What should be a cutting edge agency staffed with the best and the brightest has become a stagnant backwater filled with parasites and killers. If it sounds like I’m drawing parallels between the Southern Reach and Area X, you’re right. And these parallels pepper AUTHORITY. Whereas ANNIHILATION told the story of the Biologist by bouncing between her past and present, AUTHORITY tells the story of Control in the same manner. Whereas expedition members are irrevocably damaged by Area X, never to again reemerge as their original selves, so too does the Southern Reach infect and break its staff. Just as the Biologist discovered Area X was nothing like she had been prepared for and that she was the victim of countless lies and manipulations, so too does Control discover this about the Southern Reach.

It’s a shame then that Control is the newly appointed head of the Southern Reach. Control has been tasked with not only fixing the Southern Reach, but also determining exactly what happened to the previous Director. Like the Biologist’s struggle, Control works not only to uncover what has been concealed, but to make sense of something that can likely never be understood, managed, or contained: Area X.

Area X continues to be this looming presence that confounds, warps, and infects–not only Control, but those around him at the Southern Reach. Will he fix the agency, or is it beyond repair? Is his career in the same state? Is he?

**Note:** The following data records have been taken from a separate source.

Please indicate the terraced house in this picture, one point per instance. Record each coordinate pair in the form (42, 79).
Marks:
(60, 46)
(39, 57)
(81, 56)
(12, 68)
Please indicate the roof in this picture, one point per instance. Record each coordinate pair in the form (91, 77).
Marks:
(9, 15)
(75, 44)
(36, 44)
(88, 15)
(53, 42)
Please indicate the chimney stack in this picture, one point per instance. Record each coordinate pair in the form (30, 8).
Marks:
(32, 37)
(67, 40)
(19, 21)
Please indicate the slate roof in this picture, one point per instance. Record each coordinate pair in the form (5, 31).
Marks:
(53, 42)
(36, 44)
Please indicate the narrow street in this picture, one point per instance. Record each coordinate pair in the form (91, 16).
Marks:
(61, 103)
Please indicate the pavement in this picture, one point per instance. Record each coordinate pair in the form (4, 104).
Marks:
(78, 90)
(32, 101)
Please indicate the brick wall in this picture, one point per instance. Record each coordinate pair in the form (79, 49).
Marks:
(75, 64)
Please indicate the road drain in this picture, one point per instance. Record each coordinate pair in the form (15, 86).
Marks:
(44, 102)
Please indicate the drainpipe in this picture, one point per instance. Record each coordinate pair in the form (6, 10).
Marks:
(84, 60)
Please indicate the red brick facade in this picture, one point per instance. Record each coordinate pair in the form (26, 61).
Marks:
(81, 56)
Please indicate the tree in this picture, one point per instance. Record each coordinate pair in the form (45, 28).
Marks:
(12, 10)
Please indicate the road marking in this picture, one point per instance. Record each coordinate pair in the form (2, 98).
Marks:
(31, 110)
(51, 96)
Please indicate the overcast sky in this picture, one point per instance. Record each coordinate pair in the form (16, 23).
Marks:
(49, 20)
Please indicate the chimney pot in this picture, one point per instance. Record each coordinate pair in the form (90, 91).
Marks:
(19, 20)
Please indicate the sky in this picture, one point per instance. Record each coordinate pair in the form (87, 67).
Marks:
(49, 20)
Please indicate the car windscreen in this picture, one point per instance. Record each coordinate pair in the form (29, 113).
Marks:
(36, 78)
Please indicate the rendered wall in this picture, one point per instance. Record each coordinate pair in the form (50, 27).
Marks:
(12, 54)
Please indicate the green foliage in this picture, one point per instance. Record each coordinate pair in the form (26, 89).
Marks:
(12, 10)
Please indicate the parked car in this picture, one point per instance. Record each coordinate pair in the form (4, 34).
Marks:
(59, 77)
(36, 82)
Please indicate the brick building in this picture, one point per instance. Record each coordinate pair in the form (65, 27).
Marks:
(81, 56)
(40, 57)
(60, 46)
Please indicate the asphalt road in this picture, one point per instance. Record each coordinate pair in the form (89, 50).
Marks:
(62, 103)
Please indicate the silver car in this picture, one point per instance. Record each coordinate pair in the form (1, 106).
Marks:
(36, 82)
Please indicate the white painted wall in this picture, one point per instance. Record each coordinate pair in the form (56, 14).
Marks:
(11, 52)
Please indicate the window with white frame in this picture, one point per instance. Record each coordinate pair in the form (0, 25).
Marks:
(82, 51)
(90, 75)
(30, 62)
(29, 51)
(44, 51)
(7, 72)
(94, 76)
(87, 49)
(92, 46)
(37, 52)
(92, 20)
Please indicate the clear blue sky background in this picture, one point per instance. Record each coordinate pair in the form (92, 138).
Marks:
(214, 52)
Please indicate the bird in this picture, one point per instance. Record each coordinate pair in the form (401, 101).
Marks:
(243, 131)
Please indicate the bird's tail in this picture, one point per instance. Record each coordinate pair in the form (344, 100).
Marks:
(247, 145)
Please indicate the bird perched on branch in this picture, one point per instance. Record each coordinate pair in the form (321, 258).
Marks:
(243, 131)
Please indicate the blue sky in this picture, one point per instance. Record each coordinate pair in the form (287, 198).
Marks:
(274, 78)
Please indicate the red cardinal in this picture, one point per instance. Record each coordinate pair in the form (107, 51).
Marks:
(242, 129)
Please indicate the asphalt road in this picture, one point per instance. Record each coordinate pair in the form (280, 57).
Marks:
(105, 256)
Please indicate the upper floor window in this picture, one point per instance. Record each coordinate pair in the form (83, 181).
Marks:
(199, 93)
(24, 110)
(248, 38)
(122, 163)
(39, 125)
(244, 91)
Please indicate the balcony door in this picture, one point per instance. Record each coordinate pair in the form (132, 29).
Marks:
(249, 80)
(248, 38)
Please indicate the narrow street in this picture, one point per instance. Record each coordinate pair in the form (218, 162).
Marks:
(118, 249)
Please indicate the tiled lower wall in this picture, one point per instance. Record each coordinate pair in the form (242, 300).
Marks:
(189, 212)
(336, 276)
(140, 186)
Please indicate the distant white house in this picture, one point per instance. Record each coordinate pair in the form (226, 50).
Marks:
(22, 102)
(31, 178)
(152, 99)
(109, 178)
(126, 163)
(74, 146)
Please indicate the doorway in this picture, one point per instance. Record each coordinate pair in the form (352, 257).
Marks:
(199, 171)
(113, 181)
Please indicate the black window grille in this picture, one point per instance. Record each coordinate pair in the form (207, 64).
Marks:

Whereas ANNIHILATION was a story of a beautiful, if dangerous and strange, wilderness, AUTHORITY is the story of a dangerous and strange bureaucracy. Strangled by cover stories and smothered by levels of classification, one quickly realizes that it is facing a losing battle against Area X. And so AUTHORITY carries over the tragic, strange tones of ANNIHILATION. By the end of the book, readers will experience the same sort of dreamy terror found in ANNIHILATION.

Ultimately, I think that is what makes AUTHORITY so successful. It begins in a very different place than ANNIHILATION, and yet with page after page, the sense of weird, of dread, of claustrophobia increases. It’s unsettling in a way that might make readers recall Kafka…only with Area X.

VanderMeer continues to shine as well. His writing is subtle and careful, but as the story progresses, it starts to loop inward, recalling information and twisting it, revealing more. These elements come faster and faster, until the loop becomes a downward spiral, heading for a tragic end. And yet, I couldn’t stop reading. Like Area X, VanderMeer draws me in, and I can’t escape. I can’t wait for book 3, ACCEPTANCE, due out in September.